The Republican governor's plan, presented to the Democratic mayor Oct. 31, calls for a private company to operate the district. The company would answer to a five-member commission; four members would be appointed by the governor and one by the mayor.
That body would take over the function of the city school board. The management company would be permitted to replace the district's top 55 leaders. In addition, the plan would divide the city's 264 schools into three groups, based on performance.
The 60 worst-performing schools would be run by the lead private operator, or other private firms, in partnership with community organizations.
Meanwhile, the 34 top-performing schools would be supervised by the district's private operator, but left essentially alone.
Finally, the 170 remaining schools would receive special assistance, such as textbooks, teacher training, and curriculum improvements. Curricula in those schools would be made more uniform, and millions of dollars would be spent on performance bonuses for principals and higher pay for "lead" teachers who mentored less experienced colleagues.
The plan, which echoes recommendations in a $2.7 million study Gov. Ridge had commissioned from Edison Schools Inc., the country's biggest for-profit operator of public schools, would cost $150 million a year. Half would come from the state and half from the city.
Gov. Schweiker's report envisions $225 million in cost savings by 2004-05, achieved through such measures as "procurement innovations," staff attrition, and selling the school district's Art Deco-style headquarters. New money and savings would be focused on improving the worst-performing schools. A $300 million bond issue would finance the district's deficit, projected to top $200 million in each of the next few years.
Although the 32-page plan does not name Edison as the company that would run the schools, Edison has made no secret of its desire to be hired for the job. The development of Mr. Schweiker's proposal was closely interwoven with the drafting of Edison's own report on the district, and they were released jointly.
The New York City-based company manages 136 public schools in 53 cities and 22 states.
"We spent 90 days studying Philadelphia, and we know we can absolutely deliver on the governor's proposal," said Adam Tucker, Edison's spokesman. "We hope to be a partner, and we know we're up to the challenge."
The governor's proposal divided community groups.
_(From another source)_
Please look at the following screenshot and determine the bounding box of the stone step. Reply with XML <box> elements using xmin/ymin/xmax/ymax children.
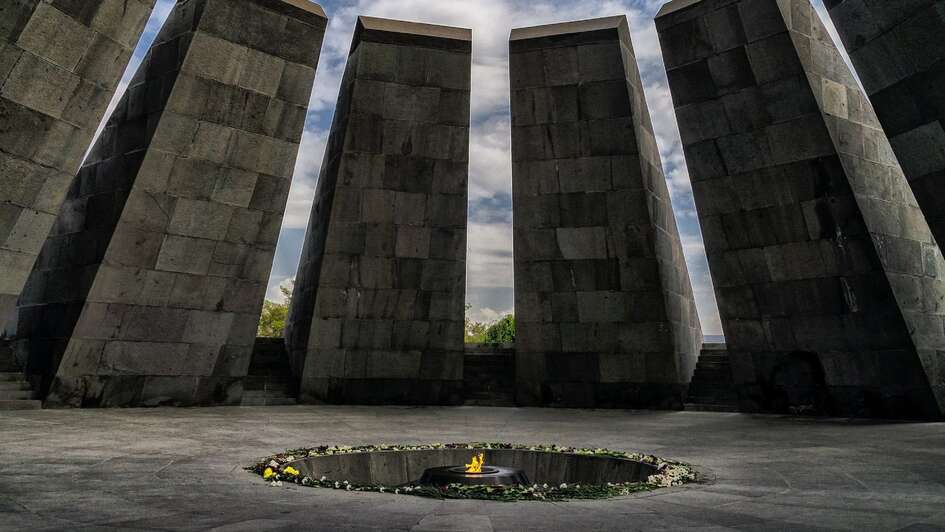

The local chapter of the National Association for the Advancement of Colored People and a group of African-American clergy attacked the privatization plan as profiteering "off the backs of our children." About two-thirds of the district's students are black.
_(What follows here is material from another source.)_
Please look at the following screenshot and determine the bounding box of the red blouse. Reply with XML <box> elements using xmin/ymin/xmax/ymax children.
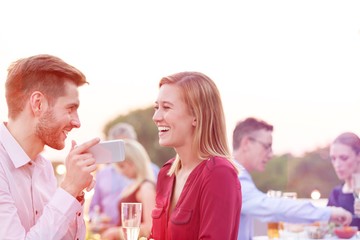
<box><xmin>151</xmin><ymin>157</ymin><xmax>241</xmax><ymax>240</ymax></box>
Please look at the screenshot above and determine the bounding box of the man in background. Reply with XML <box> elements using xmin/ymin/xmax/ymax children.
<box><xmin>233</xmin><ymin>118</ymin><xmax>352</xmax><ymax>240</ymax></box>
<box><xmin>89</xmin><ymin>122</ymin><xmax>159</xmax><ymax>228</ymax></box>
Other community groups—some of which hope to run clusters of city schools—supported the plan, saying it represents the best hope for community control over a failing system.
"Right now, [the school district budget of] $1.7 billion gets me high dropout rates and functional illiteracy," said the Rev. Luis Cortez Jr., the president of Nueva Esperanza. The nonprofit community group runs a charter school and hopes to operate eight more schools in heavily Hispanic north Philadelphia.
"Why should I care if someone makes money if my kids can read?" Mr. Cortez said. "It's not about who makes money. The point is who is learning to read and who is not."
One certainty is that the plan, should it take effect, will be widely watched.
"It now seems possible for a large district to be privatized and moved more under the authority of the state," said Steve Honeyman, who serves on the board of the Cross-City Campaign for Urban Reform, a Chicago nonprofit group.
"This situation is worth watching," Mr. Honeyman continued, "because of the themes of interest everywhere else: state versus local authority, who can be held accountable."